Lord Hamlet, with his doublet all unbraced,
No hat upon his head, his stockings fouled,
Ungartered, and down-gyved to his ankle,
Pale as his shirt, his knees knocking each other,
And with a look so piteous in purport
As if he had been loosed out of hell
To speak of horrors – he comes before me. (2.1.87-94)
On stage, Hamlet takes place in an imagined space. The action, for example, occurs in the castle of Elsinore. Look at the stage this weekend when your classmates are performing. What visual elements evoke Shakespeare’s setting? How do you place it in time? Where is it? What does the set suggest about the action and psychology of the characters? Choices have been made – how do they shape a single vision of the play? Whatever your answers to these sorts of questions, your responses will rely on imagination. You’re not really looking at Elsinore’s walls. You’re probably looking at painted Styrofoam, and the palace, with its bedrooms, antechambers, throne room, battlements, hallways, and library (however Mr. Severson or Mr. Dutton choose to represent these) will all be compressed into a space roughly 35’ x 16’. That you believe in the setting is a form of willing suspension of disbelief, but more importantly this imaginative interaction allows the play’s language (e.g. “Two nights together had these gentlemen, / Marcellus and Bernardo, on their watch, / In the dead waste and middle of the night, / Been thus encountered: a figure like your father, … / Appears before them.”) and its events (i.e. ghosts) to have meaning on two levels, one literal and one figurative. In short, theatrical drama takes place both on stage and in our minds.

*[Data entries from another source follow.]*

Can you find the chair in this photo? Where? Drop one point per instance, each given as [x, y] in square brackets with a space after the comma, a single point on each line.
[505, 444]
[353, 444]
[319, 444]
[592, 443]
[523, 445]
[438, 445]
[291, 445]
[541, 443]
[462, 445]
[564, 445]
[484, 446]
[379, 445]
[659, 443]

Filmic Shakespeare takes place in a realistic space. That is, when Branagh wants you to see Elsinore, he gives us the stunning establishing shot of Blenheim Castle and then we cut away to an interior with black and white tiled floors, floor-to-ceiling mirrors, and a crowd of courtiers, as well as other equally well-appointed rooms. In the place of imagination, we have the acceptance of vicarious experience. The emphasis of movies is on feeling the realness of a story, no matter how fantastical. As you watch the remaining portion of Branagh’s Hamlet, consider how this realness affects your perception of story, character, and ideas in ways that would be different if you were reading the text or watching the play on stage. One example: Branagh depicts, via flashback cutaway, an actual sexual relationship taking place between Ophelia and Hamlet, while Ophelia discusses Hamlet with her dad, Polonius. These flashbacks aren’t possible on stage and don’t appear in the text; they are a filmic trait. And their presence creates a specific reality out of something that in the text is ambiguous and on stage is created, if at all, subtextually.
In the end, seeing is believing. We simply want to stress that what you see – words, staging, or celluloid – makes all the difference.